What is Machine Learning good at?
OverviewTeaching: 30 min
Exercises: 10 minQuestions
What are the tasks where machine learning excels?Objectives
Identify the types of data that machine learning can work with.
Decide when deep learning is an appropriate tool for a machine learning task, and know what its downsides can be.
GLAM data types for Machine Learning
- Tabular Data
- Images (Computer Vision)
- Text (Natural Language Processing)
Classical Machine Learning and Deep Learning
In the previous episoode, most of our machine learning examples dealt with tabular data. There are numerous different algorithms that work with tabular data, and they all have strengths and weaknesses for different tasks and types and sizes of data. (See the scikit learn flowchart for a good overview of which algorithms you should choose for a given task).

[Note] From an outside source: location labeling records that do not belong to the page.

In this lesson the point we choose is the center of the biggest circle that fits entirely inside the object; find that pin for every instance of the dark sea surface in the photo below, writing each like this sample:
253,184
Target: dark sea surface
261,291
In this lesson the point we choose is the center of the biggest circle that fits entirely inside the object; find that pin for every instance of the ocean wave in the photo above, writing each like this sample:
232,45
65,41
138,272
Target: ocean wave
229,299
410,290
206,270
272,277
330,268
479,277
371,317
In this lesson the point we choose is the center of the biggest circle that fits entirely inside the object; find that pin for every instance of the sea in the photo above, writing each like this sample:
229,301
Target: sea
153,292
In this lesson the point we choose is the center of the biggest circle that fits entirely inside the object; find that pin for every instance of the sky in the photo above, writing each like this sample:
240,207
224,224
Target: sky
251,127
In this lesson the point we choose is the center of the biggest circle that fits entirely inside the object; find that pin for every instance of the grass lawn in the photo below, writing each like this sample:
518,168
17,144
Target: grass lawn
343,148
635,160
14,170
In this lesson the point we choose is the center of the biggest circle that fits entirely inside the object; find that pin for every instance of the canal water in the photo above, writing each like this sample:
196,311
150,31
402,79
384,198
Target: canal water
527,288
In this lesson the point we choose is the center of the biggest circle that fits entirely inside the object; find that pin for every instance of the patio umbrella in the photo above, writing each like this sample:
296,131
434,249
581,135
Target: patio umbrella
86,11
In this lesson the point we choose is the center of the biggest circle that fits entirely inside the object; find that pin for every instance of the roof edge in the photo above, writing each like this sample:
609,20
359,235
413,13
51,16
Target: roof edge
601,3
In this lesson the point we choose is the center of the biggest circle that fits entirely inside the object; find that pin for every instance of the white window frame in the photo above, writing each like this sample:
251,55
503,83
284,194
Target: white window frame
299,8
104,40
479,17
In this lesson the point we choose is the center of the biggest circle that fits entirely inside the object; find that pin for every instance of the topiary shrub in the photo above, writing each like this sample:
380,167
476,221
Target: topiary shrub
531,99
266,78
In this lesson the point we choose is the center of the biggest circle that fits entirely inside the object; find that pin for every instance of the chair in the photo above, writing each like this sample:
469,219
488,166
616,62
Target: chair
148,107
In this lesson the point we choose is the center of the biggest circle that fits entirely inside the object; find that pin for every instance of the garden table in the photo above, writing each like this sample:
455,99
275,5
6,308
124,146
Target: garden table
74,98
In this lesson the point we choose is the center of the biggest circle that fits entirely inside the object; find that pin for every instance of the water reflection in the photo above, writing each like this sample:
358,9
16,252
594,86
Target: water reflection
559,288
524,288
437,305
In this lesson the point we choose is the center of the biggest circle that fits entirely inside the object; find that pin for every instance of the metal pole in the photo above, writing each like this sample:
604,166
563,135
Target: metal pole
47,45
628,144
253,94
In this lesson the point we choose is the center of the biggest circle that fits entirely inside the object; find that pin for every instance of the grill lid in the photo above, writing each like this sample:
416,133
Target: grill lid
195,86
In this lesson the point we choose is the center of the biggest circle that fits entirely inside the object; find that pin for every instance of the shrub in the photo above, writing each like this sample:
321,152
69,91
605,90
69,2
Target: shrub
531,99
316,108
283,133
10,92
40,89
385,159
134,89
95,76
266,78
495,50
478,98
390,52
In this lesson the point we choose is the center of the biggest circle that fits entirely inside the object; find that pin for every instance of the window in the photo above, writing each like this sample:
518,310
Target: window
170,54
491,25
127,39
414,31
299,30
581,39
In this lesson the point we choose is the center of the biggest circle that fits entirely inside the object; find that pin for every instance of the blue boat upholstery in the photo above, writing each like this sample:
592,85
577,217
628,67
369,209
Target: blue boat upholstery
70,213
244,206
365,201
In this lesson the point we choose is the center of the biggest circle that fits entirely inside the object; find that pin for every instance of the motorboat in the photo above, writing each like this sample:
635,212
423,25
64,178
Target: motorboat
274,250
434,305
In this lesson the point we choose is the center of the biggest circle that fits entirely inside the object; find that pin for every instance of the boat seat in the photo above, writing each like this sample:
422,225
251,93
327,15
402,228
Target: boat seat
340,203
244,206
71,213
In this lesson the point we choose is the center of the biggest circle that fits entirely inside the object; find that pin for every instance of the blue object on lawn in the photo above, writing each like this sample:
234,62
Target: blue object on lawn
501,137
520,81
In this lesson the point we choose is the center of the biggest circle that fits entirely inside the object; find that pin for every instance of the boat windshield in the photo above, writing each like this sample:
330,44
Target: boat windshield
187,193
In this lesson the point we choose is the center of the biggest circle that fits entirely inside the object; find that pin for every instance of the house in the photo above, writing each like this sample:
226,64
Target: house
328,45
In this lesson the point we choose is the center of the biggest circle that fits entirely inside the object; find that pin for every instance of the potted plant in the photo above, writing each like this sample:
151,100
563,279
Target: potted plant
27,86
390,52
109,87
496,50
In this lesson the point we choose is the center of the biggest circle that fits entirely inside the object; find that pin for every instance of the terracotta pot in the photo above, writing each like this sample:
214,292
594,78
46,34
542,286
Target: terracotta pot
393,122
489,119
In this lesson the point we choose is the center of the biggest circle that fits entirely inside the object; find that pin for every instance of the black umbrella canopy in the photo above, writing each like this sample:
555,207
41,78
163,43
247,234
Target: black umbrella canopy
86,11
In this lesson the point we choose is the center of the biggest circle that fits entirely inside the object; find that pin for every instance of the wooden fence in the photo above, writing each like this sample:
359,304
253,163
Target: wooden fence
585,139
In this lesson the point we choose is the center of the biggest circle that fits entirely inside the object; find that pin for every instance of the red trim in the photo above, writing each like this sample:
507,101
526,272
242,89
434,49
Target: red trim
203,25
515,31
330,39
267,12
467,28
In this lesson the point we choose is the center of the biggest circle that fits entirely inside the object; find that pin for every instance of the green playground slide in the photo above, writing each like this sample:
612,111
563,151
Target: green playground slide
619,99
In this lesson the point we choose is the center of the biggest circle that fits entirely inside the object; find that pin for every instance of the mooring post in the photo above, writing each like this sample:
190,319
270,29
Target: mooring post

Computer Vision (often abbreviated to CV) has been around since the early days of AI but has been revolutionised in recent years by so called Deep Learning models. The most common of these models is called a Convolutional Neural Network (CNN) and is capable of identifying complex patterns in images. A convolution is inspired by our own visual system. Imagine you are travelling at high speed and trying to avoid obstacles. Your visual system doesn’t have time to work out the fine details of the objects in front of you, it just needs to detect shapes. Convolutions work in that way too. One convolution may detect horizontal edges, another vertical edges, yet another corners, and so on. They work over very small portions of an image, as little as 3x3 pixel squares. A neural network is a complex machine learning model which we use when we need to go beyond drawing lines between points (although they can do that too). It is built of layers of numbers and data is passed through the layers until an answer of some sort comes out of the other end. In a CNN the first layer find the edges, the second layer starts to find patterns of connected edges, the third layer may start to detect shapes, and we keep going until the final layer when a classification is decided on based on all the patterns found in the image. A Deep Convolutional Neural Network (quite a mouthful) is just the name for a CNN with lots of layers (there can be hundreds). The deeper the network, the more complex features it can identify in an image - from edges, to shapes, to patterns, to textures. However, as we learned in the linear model section, complexity comes at a cost. A deep network may need to see millions of labelled images to perform well, and they can take many hours, days, or even weeks to train.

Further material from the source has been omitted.